However, when it comes to the compiler’s final implementation, char is either signed or unsigned. Suppose we write a template function:

template <typename T>
void f(T a, T b){ return a + b; }

void g()
{
    f<char>('a', 'a');
    f<unsigned char>('a', 'a');
    f<signed char>('a', 'a');
}

Instantiating function templates for these three types means that two of the instantiations will inevitably have identical code. Will the compiler merge two functions that have different function types but generate identical binary code? Let’s try it. The result is as follows:

As you can see, two identical functions are generated here, but they are not merged. Of course, if we enable -O2 optimization, such short functions will be inlined and no final symbols will be generated. As discussed in the first subsection, there would be no “template bloat overhead”. In actual code writing, there are many such short template functions, such as end, begin, operator[] for containers like vector. They are highly likely to be completely inlined, thus incurring no “additional bloat” overhead.

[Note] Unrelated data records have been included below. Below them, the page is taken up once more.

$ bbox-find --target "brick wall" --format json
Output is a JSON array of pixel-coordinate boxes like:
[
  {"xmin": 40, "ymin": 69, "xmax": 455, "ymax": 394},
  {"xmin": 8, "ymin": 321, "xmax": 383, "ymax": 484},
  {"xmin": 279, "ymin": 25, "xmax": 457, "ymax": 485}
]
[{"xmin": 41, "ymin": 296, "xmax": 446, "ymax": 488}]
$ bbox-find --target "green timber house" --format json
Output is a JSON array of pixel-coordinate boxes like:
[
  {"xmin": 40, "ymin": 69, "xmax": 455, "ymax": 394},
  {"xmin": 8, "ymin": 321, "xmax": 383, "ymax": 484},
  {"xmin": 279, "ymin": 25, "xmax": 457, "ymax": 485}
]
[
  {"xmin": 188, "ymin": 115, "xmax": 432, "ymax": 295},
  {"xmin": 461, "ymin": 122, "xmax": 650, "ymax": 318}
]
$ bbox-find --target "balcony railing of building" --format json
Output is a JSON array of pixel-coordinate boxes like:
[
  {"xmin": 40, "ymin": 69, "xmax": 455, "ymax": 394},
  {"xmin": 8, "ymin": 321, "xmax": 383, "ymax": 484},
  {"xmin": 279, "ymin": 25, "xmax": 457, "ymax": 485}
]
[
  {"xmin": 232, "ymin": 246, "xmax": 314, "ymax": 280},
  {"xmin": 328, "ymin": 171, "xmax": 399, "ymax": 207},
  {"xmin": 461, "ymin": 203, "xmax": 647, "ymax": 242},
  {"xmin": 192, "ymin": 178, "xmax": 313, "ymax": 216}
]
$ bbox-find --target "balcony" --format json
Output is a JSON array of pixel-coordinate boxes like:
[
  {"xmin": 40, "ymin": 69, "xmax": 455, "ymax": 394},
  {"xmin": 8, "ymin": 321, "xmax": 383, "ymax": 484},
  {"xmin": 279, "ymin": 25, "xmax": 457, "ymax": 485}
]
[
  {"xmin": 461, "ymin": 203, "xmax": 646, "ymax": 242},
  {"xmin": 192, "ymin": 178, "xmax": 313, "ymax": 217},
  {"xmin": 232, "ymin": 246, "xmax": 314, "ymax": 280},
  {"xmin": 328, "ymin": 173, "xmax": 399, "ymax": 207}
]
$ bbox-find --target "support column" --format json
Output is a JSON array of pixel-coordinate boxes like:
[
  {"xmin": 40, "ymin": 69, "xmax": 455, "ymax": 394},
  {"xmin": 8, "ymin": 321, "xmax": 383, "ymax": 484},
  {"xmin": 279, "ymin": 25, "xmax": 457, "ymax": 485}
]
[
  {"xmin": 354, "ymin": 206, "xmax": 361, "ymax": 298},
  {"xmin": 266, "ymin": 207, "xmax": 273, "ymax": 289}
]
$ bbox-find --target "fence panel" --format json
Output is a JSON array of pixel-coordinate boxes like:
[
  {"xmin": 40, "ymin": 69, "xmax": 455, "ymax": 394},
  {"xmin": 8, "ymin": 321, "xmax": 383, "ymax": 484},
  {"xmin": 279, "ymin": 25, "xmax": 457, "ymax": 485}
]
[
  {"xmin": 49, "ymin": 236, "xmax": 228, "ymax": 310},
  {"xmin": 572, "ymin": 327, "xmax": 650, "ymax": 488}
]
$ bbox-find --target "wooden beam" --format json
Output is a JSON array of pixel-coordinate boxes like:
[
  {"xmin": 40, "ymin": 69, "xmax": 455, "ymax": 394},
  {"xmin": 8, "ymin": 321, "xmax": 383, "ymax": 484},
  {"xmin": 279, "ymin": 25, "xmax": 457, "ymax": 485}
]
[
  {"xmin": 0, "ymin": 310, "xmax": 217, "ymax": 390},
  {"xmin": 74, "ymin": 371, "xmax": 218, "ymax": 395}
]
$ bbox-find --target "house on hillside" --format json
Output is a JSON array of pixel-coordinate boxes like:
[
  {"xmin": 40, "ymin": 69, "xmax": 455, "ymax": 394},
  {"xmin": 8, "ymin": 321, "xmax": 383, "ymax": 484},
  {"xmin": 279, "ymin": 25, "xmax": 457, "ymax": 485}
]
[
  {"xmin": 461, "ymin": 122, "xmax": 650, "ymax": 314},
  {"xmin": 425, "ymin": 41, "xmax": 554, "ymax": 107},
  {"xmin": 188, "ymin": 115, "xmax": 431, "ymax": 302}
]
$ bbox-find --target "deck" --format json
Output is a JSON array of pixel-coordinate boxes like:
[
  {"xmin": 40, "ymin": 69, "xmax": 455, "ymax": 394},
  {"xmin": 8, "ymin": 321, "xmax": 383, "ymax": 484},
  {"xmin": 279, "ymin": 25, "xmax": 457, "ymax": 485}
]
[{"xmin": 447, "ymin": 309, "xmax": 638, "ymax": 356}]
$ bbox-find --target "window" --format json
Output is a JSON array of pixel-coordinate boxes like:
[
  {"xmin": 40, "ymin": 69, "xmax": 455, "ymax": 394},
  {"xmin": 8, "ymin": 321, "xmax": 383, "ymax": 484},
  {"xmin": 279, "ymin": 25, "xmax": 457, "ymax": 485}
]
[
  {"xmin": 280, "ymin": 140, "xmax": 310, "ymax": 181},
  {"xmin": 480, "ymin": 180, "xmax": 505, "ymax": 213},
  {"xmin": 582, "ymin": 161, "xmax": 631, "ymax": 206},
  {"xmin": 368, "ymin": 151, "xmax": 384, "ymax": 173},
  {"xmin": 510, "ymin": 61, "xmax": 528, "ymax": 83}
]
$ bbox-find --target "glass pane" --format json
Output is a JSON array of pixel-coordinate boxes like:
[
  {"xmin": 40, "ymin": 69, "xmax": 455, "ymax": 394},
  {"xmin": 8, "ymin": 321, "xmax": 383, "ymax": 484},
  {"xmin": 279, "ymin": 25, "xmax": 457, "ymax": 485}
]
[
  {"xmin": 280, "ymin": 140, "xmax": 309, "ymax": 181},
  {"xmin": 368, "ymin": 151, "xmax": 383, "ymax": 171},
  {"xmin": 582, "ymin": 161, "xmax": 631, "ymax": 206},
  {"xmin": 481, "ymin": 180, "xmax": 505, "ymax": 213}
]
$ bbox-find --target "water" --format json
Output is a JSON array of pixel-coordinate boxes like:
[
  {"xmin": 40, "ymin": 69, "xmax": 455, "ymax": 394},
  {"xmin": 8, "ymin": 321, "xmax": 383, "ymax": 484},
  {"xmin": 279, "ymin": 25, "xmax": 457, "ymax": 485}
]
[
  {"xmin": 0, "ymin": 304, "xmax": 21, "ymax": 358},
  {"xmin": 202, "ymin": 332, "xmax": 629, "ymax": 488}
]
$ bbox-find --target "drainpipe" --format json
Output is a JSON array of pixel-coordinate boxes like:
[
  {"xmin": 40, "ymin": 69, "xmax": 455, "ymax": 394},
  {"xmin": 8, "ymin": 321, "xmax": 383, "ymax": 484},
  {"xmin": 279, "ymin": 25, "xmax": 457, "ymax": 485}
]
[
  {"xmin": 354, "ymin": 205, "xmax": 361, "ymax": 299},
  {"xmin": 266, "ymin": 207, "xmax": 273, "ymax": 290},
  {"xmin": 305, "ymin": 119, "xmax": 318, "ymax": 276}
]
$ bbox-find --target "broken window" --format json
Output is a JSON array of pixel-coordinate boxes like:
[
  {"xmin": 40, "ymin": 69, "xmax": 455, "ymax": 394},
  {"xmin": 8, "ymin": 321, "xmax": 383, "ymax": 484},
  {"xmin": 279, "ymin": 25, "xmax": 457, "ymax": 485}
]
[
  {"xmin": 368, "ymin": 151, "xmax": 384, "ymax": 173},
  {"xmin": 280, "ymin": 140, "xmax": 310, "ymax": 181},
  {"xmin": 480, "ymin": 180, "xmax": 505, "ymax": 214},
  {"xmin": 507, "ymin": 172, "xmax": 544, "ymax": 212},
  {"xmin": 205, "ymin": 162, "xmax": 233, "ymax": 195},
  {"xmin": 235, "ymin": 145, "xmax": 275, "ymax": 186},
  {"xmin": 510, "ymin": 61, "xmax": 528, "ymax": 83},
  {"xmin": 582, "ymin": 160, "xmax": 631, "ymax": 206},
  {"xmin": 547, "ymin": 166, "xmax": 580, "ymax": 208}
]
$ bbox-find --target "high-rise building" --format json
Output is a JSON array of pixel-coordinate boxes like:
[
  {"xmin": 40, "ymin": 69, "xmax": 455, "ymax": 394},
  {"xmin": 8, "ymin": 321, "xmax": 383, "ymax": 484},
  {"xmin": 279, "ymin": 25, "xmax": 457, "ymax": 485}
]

Now the question is, what if the function is not inlined? Suppose the template function is more complex and has a larger body. For demonstration purposes, we will temporarily use GCC’s [[gnu::noinline]] attribute to achieve this effect, then enable O2, and compile the code again:

As you can see, even though optimization left only one instruction, the compiler still generated three copies of the function. In reality, functions that are truly not inlined by the compiler might have a larger body, and the situation could be much worse than this “disguised large function”. Thus, this is where the so-called “template bloat” arises. Code that could have been merged was not, and this is where the true overhead of template bloat lies.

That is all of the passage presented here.